La Chine est le plus gros client de l’Iran, mais les achats de ce pays devraient baisser jusqu’à 18,4 millions de barils en août – en juillet, ce nombre s’élevait à 24 millions de barils, ce qui est le plus gros volume de cette année. Afin d’éviter les sanctions, la Chine utilise désormais des pétroliers iraniens pour livrer le pétrole brut dans le pays depuis juillet. Elle espère garder ses importations de pétrole iranien au moins jusqu’au mois d’octobre.

L’Inde importe 8,2 millions de barils, ce qui indique une réduction de plus de 20 millions de barils. Cependant, les exportations vers l’Inde pourraient augmenter, car près de 11 millions de barils de pétrole iranien doivent encore être identifiés ce mois-ci.

Les exportations vers le Japon ont été réduites à 3,4 millions de barils en août, une baisse significative pour le deuxième mois consécutif.
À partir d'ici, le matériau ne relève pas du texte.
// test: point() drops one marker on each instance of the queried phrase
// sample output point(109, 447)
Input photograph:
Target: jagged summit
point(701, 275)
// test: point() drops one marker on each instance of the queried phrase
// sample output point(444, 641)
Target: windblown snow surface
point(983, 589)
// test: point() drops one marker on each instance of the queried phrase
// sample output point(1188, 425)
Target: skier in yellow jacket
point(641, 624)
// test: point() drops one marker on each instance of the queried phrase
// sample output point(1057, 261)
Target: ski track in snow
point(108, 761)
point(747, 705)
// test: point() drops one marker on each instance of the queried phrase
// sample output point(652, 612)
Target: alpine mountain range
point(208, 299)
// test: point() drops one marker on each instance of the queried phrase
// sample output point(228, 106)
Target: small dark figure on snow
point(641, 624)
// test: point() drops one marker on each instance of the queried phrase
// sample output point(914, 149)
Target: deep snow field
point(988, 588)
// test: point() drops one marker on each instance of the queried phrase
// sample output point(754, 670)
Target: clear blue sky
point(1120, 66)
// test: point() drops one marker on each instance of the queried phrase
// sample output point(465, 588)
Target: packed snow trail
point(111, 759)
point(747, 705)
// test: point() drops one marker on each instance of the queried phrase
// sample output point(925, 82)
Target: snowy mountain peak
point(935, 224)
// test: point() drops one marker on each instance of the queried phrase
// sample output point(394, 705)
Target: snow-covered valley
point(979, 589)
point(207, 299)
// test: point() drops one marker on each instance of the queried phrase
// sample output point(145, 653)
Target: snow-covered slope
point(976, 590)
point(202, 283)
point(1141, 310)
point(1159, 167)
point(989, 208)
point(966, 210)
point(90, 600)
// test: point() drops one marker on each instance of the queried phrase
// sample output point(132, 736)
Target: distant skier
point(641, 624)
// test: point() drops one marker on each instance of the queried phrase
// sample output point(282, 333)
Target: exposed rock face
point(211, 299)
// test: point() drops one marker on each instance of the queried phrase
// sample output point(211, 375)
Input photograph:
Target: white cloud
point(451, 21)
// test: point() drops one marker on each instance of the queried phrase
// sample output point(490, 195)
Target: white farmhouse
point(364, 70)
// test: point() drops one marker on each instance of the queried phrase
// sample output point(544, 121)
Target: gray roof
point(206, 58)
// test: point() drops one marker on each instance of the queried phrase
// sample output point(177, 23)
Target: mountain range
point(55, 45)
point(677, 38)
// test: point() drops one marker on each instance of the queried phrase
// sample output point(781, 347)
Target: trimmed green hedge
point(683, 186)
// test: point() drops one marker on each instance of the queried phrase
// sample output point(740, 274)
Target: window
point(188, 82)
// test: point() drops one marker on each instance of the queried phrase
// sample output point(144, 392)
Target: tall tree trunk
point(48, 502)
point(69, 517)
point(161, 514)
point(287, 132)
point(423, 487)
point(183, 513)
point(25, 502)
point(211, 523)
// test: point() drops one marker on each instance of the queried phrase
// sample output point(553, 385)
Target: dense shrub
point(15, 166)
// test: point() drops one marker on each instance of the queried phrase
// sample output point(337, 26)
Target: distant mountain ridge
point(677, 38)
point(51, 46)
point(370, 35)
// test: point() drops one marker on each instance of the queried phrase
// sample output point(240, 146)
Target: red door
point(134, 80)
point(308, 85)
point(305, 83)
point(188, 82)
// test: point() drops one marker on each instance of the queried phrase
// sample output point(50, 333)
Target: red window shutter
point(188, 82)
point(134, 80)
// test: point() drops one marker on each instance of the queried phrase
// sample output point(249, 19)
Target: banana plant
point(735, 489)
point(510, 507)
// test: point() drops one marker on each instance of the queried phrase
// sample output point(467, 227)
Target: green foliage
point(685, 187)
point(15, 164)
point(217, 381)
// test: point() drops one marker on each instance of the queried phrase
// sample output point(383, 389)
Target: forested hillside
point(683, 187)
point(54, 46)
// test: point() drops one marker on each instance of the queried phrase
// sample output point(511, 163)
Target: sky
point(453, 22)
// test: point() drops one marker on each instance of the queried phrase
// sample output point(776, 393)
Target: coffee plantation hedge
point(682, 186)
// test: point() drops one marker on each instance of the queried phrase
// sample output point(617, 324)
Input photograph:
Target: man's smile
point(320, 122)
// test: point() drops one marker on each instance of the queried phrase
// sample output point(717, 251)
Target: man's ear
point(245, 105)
Et mi-septembre, les raffineries japonaises devraient importer leurs derniers barils de pétrole iranien. Elles devraient arriver au Japon avant novembre.

Depuis juillet dernier, l’Iran n’a livré aucun baril de pétrole à la Corée du Sud.

En ce qui concerne l’Europe, les données montrent que les importations ont chuté de 22,2 millions de barils en mars dernier, à 12 millions de barils en août. Les entreprises européennes comme le groupe français Total se sont retirées de l’Iran, car elles craignent d’être visées par les sanctions américaines. Pourtant, le président iranien a demandé aux signataires restants de l’accord sur le nucléaire de 2015 de sauver ce dernier.